Нам пришлось с полчаса проветривать нашу комнату, пока запах сладких женских духов перестал шибать в нос.
Бюрократы и мелкие чиновники обожают героев. Это именно для них первые полосы газет и журналов забивают аршинными заголовками типа «Один против тридцати панцеров». Только эти люди, знающие все, что только можно о бумагомарательстве, выясняющие настроение шефа по тому, как он подколол скрепкой документы, верили в героев.
Армия на треть состоит из бюрократов, которые не меньше, а может и больше гражданских, обожают героев. Они почему-то чувствуют свою сопричастность...
В общем, это я к тому, что наши документы ни где преград не знали. Дня через три в училище пришел приказ, согласно которому нас с Артом вызывали в Реденг, где располагался штаб округа. Нам предлагалось прихватить с собой вещи, а документы послать с курьером. Все говорило о том, что в школу больше не вернемся. Так оно и вышло.
Почти целый день бюрократы жали нам с Роничем руки, просили автографы и отдавали честь. К концу дня я чувствовал себя словно лимон попавший в соковыжималку. Во всяком случае, выражение лица у меня, по словам Арта, было такое же.
Чтобы хоть как-то сгладить впечатление от тяжелого дня, а за одно отметить новенькие лейтенантские погоны, мы взяли с собой в номер гостиницы несколько бутылок. Смышленый коридорный быстренько сбегал в ближайший магазинчик за закуской.

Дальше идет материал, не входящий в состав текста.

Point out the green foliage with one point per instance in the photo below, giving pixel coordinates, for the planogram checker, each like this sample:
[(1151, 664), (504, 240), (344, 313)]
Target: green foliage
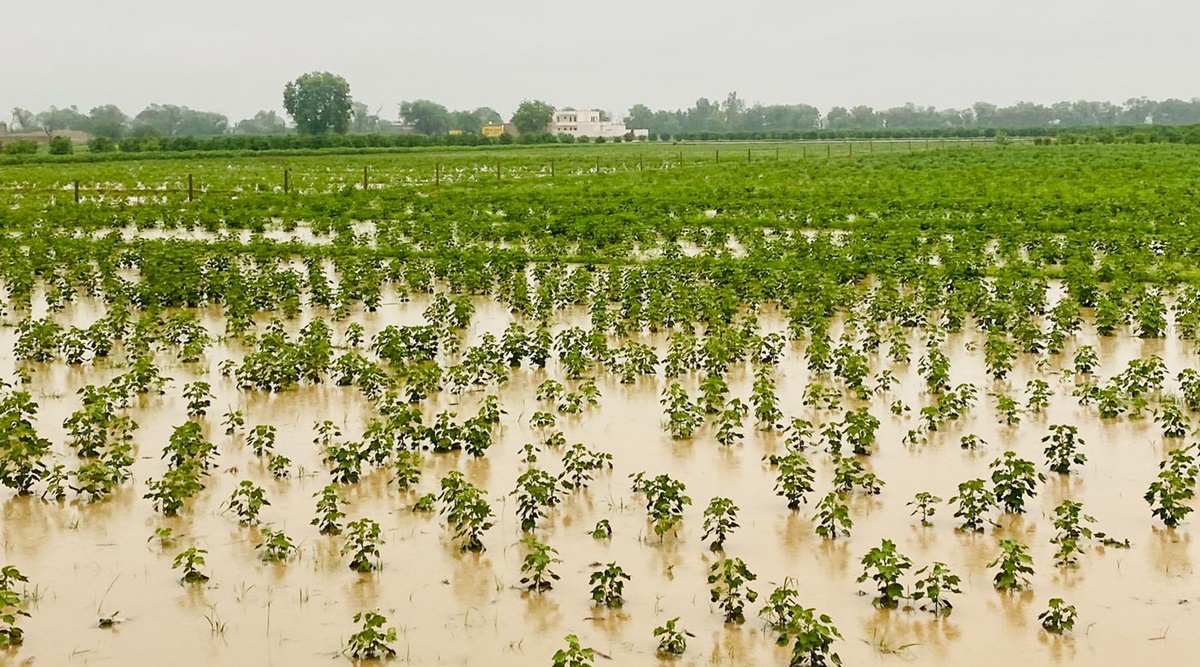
[(603, 530), (190, 560), (720, 518), (319, 103), (533, 116), (363, 540), (1015, 566), (1175, 486), (247, 500), (275, 546), (665, 500), (672, 640), (813, 640), (793, 479), (1059, 618), (975, 500), (61, 145), (11, 635), (933, 588), (1014, 480), (1072, 528), (538, 576), (609, 586), (372, 641), (537, 492), (730, 578), (1061, 448), (466, 510), (329, 514), (924, 505), (574, 655), (885, 565)]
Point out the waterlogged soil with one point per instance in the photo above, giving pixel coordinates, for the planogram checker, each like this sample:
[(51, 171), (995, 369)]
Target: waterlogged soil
[(1137, 606)]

Ронич выдвинул журнальный столик, я присовокупил пару кресел. Протерли стаканы салфетками, разлили добычу и уселись. Плоские прямоугольники погон с тремя серебряными звездочками на каждом, кучной лежали между другими предметами нашего натюрморта. В пузатых стаканчиках дрожала от работавших в подвале автономных генераторов бесцветная жидкость по имени водка. Напротив сидел человек, спасший мне жизнь, а я, глядя на жилистые, с набитыми костяшками кулаков, руки, раздумывал, как бы побыстрее споить приятеля и выведать, что он там от меня скрывал.
– За что? – отрывая донышко рюмки от столика, нерешительно спросил Ронич.
– За Удачу?! – предложил я, подняв свою.